Yes – you may have to serve additional waiting periods if you increase the tier of your hospital cover, such as from bronze to silver or silver to gold. However, you’ll only have to serve waiting periods for those additional clinical categories that you’ve previously not had cover for, so you won’t have to repeat a waiting period.  

Do I have to have hospital and extras cover with the same health fund?

No – you can choose to take out health insurance with different health funds for your hospital and extras policies. However, it may be cheaper in some cases to buy with the same provider, as you may be able to take advantage of special offers on a combined hospital and extras policy offered as a package. 

Do pre-existing conditions impact the cost of my over 50s private health insurance?

No – unlike life insurance, the cost of health insurance isn't affected by any pre-existing conditions you may have, such as diabetes, a heart condition or cancer. This is because it’s community-rated, meaning everyone is entitled to buy the same health cover regardless of their age, gender or health status. However, coverage for treatment relating to your pre-existing condition will still be subject to waiting periods. 
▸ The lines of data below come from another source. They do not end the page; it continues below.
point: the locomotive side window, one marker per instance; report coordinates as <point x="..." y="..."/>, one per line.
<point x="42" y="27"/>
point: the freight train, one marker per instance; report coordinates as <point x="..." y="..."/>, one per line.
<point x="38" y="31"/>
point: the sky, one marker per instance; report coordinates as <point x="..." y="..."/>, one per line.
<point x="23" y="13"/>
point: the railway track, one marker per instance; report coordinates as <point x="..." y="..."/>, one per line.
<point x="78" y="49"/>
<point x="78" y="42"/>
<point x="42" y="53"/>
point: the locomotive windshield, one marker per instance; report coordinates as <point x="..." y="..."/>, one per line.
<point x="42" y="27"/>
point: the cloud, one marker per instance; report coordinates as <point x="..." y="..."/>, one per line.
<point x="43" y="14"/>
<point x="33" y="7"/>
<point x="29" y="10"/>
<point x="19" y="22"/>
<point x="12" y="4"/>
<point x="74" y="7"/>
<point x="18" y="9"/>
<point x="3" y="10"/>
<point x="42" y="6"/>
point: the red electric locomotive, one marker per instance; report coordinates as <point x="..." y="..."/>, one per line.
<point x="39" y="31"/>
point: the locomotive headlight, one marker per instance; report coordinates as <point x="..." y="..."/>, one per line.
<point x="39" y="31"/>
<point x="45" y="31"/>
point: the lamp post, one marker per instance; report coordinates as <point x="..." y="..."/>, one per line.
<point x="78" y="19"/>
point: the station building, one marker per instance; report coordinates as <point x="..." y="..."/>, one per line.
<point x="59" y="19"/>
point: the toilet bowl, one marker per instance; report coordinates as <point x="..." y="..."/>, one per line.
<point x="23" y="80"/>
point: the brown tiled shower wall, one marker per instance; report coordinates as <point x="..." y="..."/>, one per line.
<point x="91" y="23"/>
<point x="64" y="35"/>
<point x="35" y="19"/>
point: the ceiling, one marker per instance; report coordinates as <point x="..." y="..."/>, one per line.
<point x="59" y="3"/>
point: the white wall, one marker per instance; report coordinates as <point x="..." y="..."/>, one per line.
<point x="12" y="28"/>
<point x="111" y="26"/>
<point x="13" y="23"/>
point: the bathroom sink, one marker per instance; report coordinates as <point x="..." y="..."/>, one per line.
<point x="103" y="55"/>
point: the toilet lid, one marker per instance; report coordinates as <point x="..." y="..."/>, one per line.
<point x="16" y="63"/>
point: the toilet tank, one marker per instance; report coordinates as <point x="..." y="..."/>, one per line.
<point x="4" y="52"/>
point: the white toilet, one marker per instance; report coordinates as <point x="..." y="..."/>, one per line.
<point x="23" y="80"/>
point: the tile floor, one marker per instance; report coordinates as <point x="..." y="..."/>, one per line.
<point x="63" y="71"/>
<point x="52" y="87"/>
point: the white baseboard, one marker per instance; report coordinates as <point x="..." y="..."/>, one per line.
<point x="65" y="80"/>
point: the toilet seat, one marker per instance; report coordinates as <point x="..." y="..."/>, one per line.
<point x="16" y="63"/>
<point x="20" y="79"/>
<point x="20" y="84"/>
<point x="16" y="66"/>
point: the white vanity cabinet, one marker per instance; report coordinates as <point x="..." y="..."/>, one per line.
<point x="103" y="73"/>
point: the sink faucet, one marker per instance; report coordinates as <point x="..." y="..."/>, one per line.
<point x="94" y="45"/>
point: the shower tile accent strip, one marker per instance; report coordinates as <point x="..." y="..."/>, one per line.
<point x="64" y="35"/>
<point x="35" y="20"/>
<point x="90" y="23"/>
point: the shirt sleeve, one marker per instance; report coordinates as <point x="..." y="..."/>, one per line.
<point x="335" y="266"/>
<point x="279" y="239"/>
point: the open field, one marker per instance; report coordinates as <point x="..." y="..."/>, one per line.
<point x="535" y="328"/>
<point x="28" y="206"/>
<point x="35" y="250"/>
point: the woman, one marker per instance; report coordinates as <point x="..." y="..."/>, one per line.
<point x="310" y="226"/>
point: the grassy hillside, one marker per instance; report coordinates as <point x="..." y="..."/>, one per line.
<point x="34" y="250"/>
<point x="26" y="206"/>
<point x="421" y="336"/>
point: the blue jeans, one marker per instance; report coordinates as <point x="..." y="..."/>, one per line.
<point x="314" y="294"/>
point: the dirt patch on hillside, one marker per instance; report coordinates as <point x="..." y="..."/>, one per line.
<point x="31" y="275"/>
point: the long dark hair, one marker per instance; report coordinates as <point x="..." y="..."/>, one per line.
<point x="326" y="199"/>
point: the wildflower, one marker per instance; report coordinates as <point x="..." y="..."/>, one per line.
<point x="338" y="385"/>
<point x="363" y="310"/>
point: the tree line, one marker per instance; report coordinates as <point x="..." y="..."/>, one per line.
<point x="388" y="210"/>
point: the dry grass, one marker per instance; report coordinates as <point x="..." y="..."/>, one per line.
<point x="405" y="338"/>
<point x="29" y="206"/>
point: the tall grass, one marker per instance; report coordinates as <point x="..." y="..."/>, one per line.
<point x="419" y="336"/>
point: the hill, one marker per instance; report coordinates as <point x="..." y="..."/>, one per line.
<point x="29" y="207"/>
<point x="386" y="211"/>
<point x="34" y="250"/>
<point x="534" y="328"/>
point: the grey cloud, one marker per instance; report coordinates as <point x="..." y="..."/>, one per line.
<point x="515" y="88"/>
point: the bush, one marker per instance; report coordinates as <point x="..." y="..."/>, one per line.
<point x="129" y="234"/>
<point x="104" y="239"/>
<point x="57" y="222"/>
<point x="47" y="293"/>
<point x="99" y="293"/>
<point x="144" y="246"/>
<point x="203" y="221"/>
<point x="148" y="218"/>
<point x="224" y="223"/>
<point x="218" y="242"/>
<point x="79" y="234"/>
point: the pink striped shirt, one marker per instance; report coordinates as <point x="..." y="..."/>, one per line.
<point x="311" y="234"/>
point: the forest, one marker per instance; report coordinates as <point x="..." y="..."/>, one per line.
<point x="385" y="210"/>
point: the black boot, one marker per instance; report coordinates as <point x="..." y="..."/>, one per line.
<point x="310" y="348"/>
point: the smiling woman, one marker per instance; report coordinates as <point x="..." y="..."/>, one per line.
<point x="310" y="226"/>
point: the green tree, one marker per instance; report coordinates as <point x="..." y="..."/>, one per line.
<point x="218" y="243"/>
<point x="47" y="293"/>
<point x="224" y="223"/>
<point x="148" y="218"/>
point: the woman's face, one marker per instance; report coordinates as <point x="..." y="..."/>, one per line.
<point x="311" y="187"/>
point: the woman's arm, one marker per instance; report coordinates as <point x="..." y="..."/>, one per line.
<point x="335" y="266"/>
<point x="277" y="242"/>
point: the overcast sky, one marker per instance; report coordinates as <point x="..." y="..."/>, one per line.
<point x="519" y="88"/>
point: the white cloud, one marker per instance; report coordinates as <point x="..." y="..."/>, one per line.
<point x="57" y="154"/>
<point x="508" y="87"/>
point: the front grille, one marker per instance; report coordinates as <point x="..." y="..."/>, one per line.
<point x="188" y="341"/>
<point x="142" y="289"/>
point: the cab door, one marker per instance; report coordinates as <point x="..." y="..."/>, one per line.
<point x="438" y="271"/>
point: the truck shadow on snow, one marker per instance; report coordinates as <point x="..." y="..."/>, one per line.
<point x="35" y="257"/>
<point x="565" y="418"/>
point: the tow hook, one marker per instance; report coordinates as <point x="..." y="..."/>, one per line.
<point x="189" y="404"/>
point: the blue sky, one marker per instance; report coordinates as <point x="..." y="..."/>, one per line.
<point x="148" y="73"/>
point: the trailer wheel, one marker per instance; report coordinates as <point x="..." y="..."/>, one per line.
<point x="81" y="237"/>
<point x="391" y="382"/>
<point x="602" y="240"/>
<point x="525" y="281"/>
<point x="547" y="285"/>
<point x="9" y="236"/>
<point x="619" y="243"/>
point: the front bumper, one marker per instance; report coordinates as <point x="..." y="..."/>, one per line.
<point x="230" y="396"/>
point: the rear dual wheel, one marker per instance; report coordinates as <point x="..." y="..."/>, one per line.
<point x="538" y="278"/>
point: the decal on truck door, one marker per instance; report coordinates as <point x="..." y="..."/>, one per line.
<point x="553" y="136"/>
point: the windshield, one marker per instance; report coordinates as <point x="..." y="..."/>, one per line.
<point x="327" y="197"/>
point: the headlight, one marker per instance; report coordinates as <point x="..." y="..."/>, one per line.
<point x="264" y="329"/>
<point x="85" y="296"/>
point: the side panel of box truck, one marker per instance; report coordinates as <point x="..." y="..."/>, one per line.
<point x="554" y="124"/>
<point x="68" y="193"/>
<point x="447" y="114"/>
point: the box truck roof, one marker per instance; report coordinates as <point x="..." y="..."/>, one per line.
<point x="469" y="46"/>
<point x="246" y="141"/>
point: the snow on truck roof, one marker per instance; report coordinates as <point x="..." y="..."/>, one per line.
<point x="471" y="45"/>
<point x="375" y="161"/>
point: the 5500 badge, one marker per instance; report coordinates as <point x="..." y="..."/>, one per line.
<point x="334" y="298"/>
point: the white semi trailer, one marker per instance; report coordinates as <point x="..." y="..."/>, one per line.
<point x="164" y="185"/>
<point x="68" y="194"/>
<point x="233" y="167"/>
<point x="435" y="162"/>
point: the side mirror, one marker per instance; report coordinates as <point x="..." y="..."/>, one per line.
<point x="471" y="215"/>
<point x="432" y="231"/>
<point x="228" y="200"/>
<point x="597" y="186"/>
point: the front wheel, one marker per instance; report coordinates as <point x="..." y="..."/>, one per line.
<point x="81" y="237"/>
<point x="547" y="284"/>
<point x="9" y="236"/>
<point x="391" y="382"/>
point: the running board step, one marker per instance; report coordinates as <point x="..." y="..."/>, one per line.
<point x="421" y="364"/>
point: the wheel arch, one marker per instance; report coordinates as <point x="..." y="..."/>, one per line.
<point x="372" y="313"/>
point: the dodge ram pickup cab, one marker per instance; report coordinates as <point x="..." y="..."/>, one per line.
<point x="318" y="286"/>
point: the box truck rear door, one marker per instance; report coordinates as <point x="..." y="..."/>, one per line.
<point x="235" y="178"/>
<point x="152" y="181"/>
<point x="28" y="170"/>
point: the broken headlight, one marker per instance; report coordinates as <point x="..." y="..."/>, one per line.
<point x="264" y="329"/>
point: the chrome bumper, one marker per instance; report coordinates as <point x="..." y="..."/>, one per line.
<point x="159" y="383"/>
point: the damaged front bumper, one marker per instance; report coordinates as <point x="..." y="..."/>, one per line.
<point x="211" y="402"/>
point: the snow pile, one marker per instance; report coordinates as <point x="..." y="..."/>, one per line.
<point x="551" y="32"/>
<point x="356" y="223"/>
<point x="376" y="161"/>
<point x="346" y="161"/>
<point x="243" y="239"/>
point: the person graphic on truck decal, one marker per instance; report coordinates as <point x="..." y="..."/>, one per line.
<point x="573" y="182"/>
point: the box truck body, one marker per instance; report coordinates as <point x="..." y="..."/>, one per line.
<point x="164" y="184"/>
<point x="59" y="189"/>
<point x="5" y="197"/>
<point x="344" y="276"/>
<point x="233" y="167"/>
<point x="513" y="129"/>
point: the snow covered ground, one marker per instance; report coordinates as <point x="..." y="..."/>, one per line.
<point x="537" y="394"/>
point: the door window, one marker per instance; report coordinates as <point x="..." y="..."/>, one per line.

If I don’t have health insurance and I’m over 50, will I have to pay the Medicare Levy Surcharge?

If you don’t have private health insurance, you may be required to pay more on top of the income tax you normally pay. This additional tax is called the Medicare Levy Surcharge, which applies to those who have no private health insurance and earn over $90,000 p.a. (or $180,000 for couples). It ranges from 1% to 1.5% of your income, depending on how much you earn above $90,000*. 

*Information correct as of March 2023, but subject to change.